O cinegrafista caminhava a esmo pelo quarteirão da escola, filmando pessoas em conglomerados semelhantes a formigueiros. Todos andavam e gritavam feito coiotes no uivo da noite, esperando pela ajuda da lua, que não aparecia atrás das nuvens escuras.
Crianças largadas na sarjeta, feito porcos ao relento, como se fossem indigentes. Ensanguentadas. Dos pés às cabeças. Muitas gritavam, feridas, sem saber nem onde o tiro havia atingido.
Eu sabia. Naquela hora eu soube que o tiro havia atingido o coração da Sociedade. As páginas do meu livro já não se moviam. Minhas mãos pressionavam com força a capa do livro com a imagem de um dragão, circundado por fogo.
Fogo era o que havia em meus olhos.
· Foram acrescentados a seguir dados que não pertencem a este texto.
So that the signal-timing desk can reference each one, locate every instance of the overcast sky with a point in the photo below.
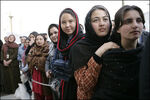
(31, 16)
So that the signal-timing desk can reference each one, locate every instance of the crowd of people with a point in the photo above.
(108, 61)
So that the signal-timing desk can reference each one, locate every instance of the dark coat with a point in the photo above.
(12, 72)
(145, 72)
(37, 57)
(64, 44)
(119, 77)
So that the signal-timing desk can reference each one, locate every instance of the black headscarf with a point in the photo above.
(62, 44)
(85, 48)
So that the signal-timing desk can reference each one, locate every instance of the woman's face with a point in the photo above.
(26, 43)
(32, 37)
(53, 34)
(40, 40)
(68, 23)
(100, 22)
(132, 26)
(11, 38)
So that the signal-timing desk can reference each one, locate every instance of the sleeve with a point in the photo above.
(87, 76)
(14, 54)
(19, 55)
(47, 64)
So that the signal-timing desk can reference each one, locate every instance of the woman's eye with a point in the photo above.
(139, 20)
(128, 21)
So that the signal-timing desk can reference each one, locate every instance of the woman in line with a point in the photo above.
(145, 72)
(11, 65)
(84, 60)
(32, 41)
(36, 61)
(119, 77)
(69, 33)
(53, 35)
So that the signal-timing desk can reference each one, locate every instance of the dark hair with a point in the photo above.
(122, 11)
(67, 10)
(88, 27)
(51, 26)
(34, 33)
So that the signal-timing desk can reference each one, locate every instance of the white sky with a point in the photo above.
(31, 16)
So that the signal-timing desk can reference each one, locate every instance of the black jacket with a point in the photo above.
(119, 77)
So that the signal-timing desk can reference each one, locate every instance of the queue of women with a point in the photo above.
(100, 64)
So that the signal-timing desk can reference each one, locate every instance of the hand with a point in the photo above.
(31, 41)
(48, 74)
(5, 63)
(9, 61)
(106, 46)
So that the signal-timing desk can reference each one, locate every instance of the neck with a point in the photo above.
(128, 44)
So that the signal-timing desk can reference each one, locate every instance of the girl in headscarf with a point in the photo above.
(119, 77)
(11, 65)
(69, 33)
(32, 41)
(84, 60)
(36, 62)
(53, 35)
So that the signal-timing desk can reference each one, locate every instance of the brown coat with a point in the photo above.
(37, 57)
(11, 72)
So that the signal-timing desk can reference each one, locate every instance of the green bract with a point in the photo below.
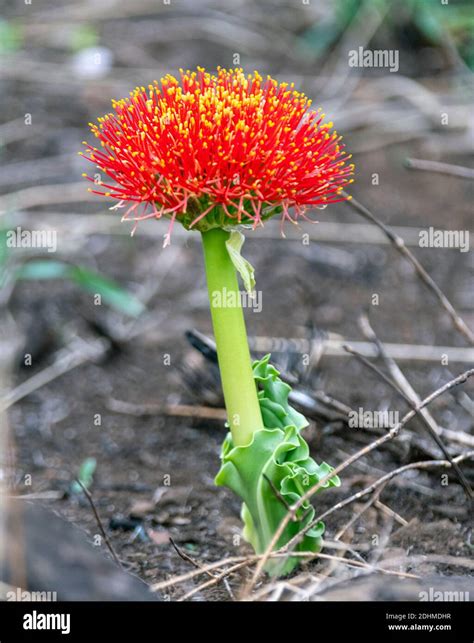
(274, 470)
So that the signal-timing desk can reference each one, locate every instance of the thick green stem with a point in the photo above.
(240, 393)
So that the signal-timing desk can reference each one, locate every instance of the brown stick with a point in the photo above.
(411, 402)
(441, 168)
(359, 454)
(88, 495)
(399, 244)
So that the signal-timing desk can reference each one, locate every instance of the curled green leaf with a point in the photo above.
(273, 472)
(244, 268)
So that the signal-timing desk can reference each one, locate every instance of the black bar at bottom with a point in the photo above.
(316, 622)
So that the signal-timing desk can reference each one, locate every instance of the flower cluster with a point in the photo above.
(216, 150)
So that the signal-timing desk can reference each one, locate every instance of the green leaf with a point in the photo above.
(244, 268)
(110, 292)
(86, 475)
(273, 472)
(44, 269)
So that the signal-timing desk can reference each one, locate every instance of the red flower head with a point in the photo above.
(218, 150)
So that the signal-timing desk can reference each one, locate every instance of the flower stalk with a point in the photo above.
(240, 393)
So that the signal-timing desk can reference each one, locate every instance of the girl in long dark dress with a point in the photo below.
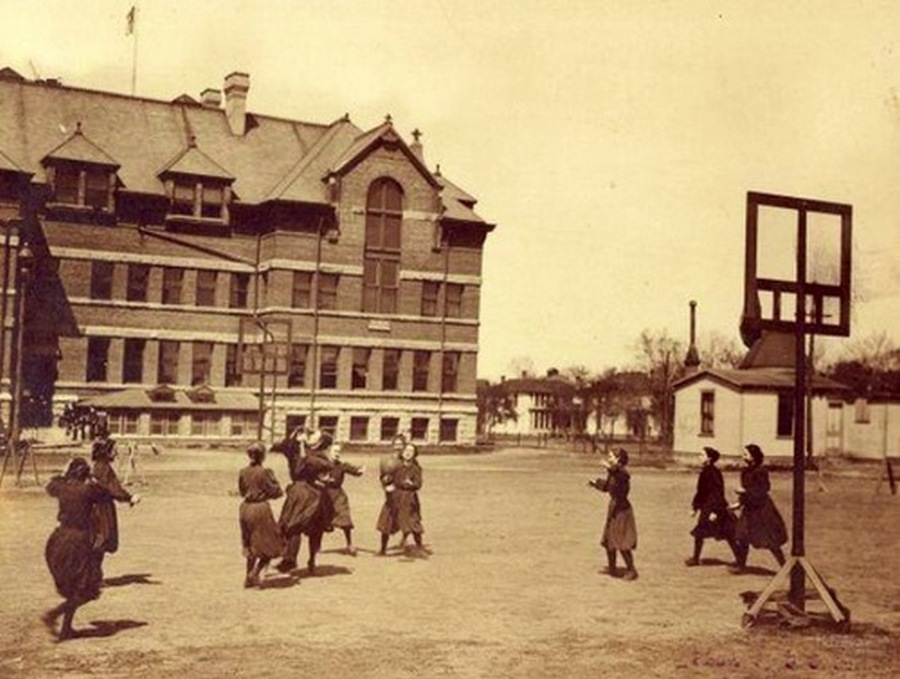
(339, 500)
(714, 518)
(620, 530)
(307, 508)
(105, 517)
(387, 524)
(70, 553)
(760, 524)
(407, 480)
(261, 537)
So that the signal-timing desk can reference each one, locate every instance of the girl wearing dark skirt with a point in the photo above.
(260, 536)
(760, 524)
(70, 551)
(620, 530)
(714, 518)
(387, 524)
(407, 480)
(307, 507)
(105, 517)
(339, 499)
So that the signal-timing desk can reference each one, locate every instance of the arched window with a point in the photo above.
(381, 266)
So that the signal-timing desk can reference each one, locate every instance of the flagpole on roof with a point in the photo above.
(131, 29)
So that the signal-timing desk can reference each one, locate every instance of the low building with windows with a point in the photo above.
(200, 270)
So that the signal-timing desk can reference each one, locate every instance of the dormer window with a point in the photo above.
(83, 186)
(198, 198)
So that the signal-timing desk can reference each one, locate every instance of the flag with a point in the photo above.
(129, 26)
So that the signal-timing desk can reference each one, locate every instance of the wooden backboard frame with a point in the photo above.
(753, 321)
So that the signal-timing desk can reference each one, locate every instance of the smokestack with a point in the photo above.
(692, 359)
(211, 98)
(416, 147)
(236, 87)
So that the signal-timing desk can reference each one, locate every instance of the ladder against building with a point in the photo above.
(15, 458)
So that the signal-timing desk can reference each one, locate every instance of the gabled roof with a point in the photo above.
(305, 181)
(192, 161)
(142, 399)
(80, 149)
(276, 159)
(538, 385)
(759, 379)
(7, 164)
(365, 143)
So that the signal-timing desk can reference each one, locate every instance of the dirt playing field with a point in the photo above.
(512, 588)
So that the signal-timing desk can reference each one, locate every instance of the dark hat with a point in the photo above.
(755, 452)
(256, 451)
(102, 449)
(318, 440)
(77, 469)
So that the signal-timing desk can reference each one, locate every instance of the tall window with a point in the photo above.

Fogo era o que havia no coração da Sociedade.
Por um instante qualquer, a Sociedade viu-se inerte a um ato que a calou.
A câmera tremia e as pessoas tremiam junto com ela. Tremiam de medo e de frio. Tremiam de calafrio. O calafrio que percorre a espinha da mocinha no filme do Drácula, na hora em que ele se prepara para atacá-la.
O calafrio que percorre a espinha da Sociedade no filme da vida real, quando se vê diante de um inimigo invisível. A violência impune.
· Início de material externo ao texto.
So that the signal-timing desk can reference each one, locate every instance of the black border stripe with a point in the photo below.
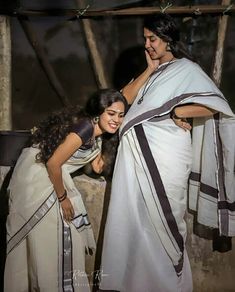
(222, 196)
(226, 205)
(165, 108)
(159, 187)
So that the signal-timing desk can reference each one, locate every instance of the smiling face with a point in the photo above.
(156, 47)
(111, 119)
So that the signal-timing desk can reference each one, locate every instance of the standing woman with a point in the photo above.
(48, 231)
(145, 232)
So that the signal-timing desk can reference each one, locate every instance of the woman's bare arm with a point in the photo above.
(54, 167)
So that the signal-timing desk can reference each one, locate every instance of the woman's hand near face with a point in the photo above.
(152, 64)
(60, 156)
(98, 164)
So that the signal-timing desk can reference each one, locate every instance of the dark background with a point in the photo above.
(120, 41)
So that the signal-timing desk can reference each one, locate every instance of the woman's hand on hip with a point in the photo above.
(67, 208)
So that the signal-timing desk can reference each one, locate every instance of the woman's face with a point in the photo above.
(111, 119)
(156, 47)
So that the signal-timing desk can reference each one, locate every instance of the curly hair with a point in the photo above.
(52, 131)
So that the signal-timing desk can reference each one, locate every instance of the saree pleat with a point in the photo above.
(44, 253)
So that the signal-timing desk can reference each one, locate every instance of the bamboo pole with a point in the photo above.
(5, 74)
(135, 11)
(96, 59)
(43, 60)
(219, 55)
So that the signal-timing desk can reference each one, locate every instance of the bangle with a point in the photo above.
(63, 197)
(173, 115)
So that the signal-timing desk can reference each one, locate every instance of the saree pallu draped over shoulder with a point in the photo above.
(144, 242)
(43, 251)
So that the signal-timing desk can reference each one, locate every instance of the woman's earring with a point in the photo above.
(96, 119)
(168, 47)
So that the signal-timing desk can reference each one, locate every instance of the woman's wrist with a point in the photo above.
(61, 198)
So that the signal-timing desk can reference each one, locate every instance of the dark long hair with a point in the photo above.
(165, 27)
(52, 131)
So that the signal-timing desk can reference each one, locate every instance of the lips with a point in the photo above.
(113, 126)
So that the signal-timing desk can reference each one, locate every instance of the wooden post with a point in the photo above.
(95, 55)
(5, 74)
(42, 57)
(219, 55)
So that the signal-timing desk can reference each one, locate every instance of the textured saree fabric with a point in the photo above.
(44, 253)
(145, 231)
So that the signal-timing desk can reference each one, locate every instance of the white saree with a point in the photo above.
(144, 242)
(44, 253)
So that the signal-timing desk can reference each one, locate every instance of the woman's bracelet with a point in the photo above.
(63, 197)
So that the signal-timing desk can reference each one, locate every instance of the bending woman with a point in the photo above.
(48, 230)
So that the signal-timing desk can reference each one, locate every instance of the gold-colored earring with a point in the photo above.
(168, 47)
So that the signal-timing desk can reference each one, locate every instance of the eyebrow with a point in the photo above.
(115, 111)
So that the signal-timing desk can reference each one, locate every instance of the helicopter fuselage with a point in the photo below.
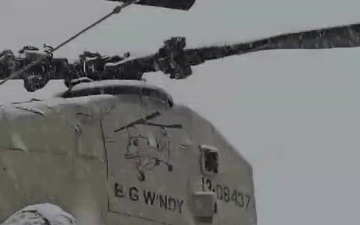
(124, 155)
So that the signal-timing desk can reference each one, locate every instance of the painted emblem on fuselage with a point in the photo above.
(149, 144)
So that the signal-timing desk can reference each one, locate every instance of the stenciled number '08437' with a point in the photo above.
(227, 194)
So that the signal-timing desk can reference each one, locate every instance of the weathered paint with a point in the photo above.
(127, 159)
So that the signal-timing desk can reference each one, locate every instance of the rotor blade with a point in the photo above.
(347, 36)
(170, 4)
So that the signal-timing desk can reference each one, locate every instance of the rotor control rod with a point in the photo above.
(116, 10)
Gritos ecoavam de dentro da escola. Pessoas perdidas feito moscas em meio à produtos químicos que causam tontura e morte. Andavam de um lado para o outro, sem saber de onde vinham e sem saber para onde estavam indo.
A câmera tentou subir um lance de escadas, e se viu deparada com uma multidão de pessoas tentando fazer o mesmo que ela. Parado, o cinegrafista vê o desespero nos olhos das pessoas.
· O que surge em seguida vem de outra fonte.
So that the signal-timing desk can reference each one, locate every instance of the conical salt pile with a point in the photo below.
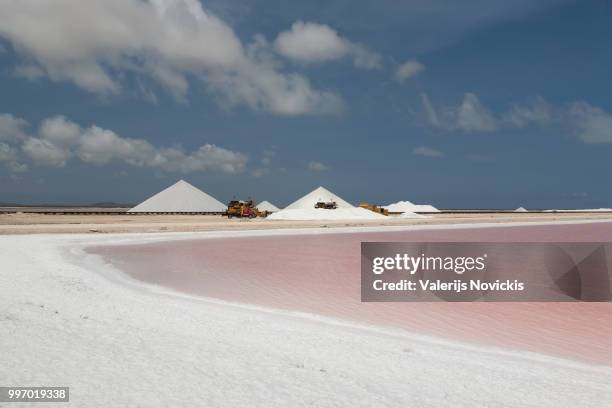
(180, 197)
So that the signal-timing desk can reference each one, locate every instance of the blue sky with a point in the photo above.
(476, 104)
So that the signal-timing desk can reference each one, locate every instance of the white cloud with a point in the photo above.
(9, 158)
(472, 116)
(93, 43)
(45, 153)
(58, 140)
(317, 43)
(591, 124)
(427, 152)
(539, 112)
(317, 166)
(408, 70)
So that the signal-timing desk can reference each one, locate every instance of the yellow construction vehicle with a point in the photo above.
(327, 205)
(375, 208)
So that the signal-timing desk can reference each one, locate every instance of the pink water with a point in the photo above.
(321, 274)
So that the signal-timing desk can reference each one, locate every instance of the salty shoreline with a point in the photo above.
(64, 309)
(26, 223)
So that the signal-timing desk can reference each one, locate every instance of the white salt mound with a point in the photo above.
(410, 214)
(407, 207)
(180, 197)
(307, 214)
(267, 206)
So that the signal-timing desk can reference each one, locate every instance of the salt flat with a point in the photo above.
(69, 320)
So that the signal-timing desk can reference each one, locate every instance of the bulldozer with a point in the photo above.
(242, 209)
(327, 205)
(372, 207)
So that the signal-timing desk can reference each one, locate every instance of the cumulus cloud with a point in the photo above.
(470, 116)
(9, 158)
(427, 152)
(538, 112)
(93, 43)
(408, 69)
(58, 140)
(317, 166)
(316, 43)
(588, 123)
(12, 128)
(591, 124)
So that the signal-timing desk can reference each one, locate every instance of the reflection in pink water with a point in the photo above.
(321, 274)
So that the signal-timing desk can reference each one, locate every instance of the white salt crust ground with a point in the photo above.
(67, 319)
(355, 213)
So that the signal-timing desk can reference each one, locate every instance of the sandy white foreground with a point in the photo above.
(65, 319)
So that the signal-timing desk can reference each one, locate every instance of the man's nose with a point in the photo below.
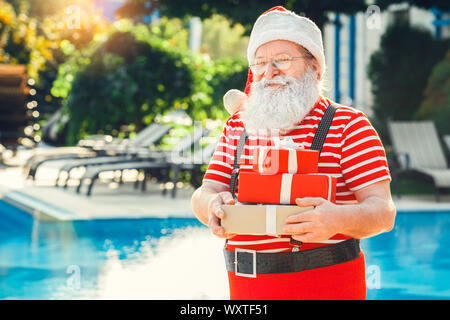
(271, 71)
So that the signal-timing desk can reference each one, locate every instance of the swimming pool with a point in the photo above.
(178, 258)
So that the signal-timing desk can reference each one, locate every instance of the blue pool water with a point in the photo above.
(41, 260)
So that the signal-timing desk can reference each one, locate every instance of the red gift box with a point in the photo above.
(268, 160)
(284, 188)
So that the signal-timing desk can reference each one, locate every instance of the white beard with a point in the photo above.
(276, 110)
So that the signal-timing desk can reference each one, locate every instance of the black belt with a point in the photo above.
(249, 263)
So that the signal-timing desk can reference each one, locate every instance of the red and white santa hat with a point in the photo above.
(279, 23)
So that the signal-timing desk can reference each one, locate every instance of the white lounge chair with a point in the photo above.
(418, 150)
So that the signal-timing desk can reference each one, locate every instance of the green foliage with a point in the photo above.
(425, 4)
(436, 104)
(399, 71)
(221, 39)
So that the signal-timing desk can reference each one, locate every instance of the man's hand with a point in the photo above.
(215, 213)
(318, 224)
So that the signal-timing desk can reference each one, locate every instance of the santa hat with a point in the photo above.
(280, 24)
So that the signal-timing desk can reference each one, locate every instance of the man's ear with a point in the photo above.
(234, 100)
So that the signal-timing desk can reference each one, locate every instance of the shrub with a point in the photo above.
(399, 71)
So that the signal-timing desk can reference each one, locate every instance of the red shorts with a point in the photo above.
(343, 281)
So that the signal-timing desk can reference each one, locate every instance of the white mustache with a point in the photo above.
(278, 80)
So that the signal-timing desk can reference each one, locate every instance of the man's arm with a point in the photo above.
(373, 214)
(206, 203)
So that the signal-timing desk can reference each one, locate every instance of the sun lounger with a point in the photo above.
(192, 164)
(418, 151)
(117, 152)
(142, 162)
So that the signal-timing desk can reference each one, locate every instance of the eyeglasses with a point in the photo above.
(281, 62)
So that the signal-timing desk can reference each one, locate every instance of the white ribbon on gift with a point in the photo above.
(287, 144)
(271, 220)
(286, 187)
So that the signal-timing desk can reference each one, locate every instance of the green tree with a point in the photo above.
(244, 12)
(436, 103)
(398, 72)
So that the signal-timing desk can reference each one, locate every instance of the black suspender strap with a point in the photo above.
(317, 144)
(237, 158)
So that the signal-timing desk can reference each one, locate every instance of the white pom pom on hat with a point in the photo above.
(234, 100)
(286, 25)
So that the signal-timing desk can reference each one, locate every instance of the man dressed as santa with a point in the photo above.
(283, 96)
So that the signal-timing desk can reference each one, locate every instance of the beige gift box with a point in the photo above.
(258, 219)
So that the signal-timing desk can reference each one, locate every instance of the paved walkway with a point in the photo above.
(109, 200)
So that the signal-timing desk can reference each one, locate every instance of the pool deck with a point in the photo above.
(112, 201)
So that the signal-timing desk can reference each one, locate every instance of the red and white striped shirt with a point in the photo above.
(352, 152)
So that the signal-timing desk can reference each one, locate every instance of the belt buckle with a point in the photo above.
(249, 275)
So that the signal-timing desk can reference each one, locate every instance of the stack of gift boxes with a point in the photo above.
(267, 193)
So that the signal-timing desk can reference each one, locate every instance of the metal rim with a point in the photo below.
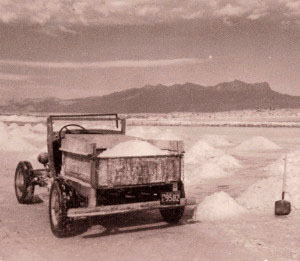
(55, 207)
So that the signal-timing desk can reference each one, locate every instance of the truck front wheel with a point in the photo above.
(61, 225)
(172, 215)
(24, 188)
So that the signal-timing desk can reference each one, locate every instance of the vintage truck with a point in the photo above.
(83, 183)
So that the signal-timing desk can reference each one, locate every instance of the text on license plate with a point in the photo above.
(170, 198)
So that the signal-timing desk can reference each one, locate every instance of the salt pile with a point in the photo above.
(218, 206)
(16, 138)
(216, 140)
(133, 148)
(257, 143)
(142, 132)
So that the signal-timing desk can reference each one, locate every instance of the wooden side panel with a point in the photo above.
(138, 170)
(77, 166)
(170, 145)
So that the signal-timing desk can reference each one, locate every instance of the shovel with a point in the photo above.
(283, 207)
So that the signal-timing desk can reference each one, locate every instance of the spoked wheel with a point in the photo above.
(61, 225)
(173, 215)
(24, 188)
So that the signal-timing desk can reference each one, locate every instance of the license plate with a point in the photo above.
(170, 198)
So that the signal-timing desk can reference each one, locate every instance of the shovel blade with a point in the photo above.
(282, 207)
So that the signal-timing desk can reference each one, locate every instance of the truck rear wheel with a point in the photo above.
(24, 188)
(61, 225)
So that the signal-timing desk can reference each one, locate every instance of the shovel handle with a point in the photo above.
(284, 177)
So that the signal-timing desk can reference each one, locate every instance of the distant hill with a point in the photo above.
(188, 97)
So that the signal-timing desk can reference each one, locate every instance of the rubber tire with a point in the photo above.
(174, 215)
(25, 193)
(62, 226)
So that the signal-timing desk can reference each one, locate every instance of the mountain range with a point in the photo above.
(188, 97)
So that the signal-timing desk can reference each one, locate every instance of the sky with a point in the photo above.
(77, 48)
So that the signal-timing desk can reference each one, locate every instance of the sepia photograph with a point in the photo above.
(155, 130)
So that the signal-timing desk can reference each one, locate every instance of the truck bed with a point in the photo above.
(82, 160)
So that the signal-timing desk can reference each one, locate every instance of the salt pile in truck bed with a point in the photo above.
(165, 166)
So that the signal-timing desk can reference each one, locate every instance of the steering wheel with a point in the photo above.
(69, 131)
Desespero. Desespero é o que a sociedade sente quando não pode fazer mais nada em relação a atos fundamentalistas como este.
Ele sobe, passa pelo guarda que ali estava e se depara com mais um lance de escadas, e ali ele pára. Pára diante da causa.
O corpo estava no chão, imóvel, feito um caixão em um velório. As mãos, sujas pela morte, seguravam uma arma negra com poder inimaginável. A outra mão estava com uma luva, como se estivesse se protegendo do fogo que a arma consome. As pernas eram como gravetos transpassados entre si, e a cabeça estourada mostrava os miolos feito repolhos jogados no chão ao final de uma feira de domingo. Ele estava ali. Ele, a causa.
Ali, a câmera o encarou solenemente. Ele nada fez, pois imóvel, fitava o nada. O vão. Vão que permanecerá na vida de 12 Famílias Cariocas por um período conhecido como Eternidade.
As pessoas na escola gritavam mais forte, e o cinegrafista ainda buscava uma resposta para aquele corpo parado à sua frente. De repente a câmera se moveu, deu meia volta e desceu a escada até sair da escola, minutos depois.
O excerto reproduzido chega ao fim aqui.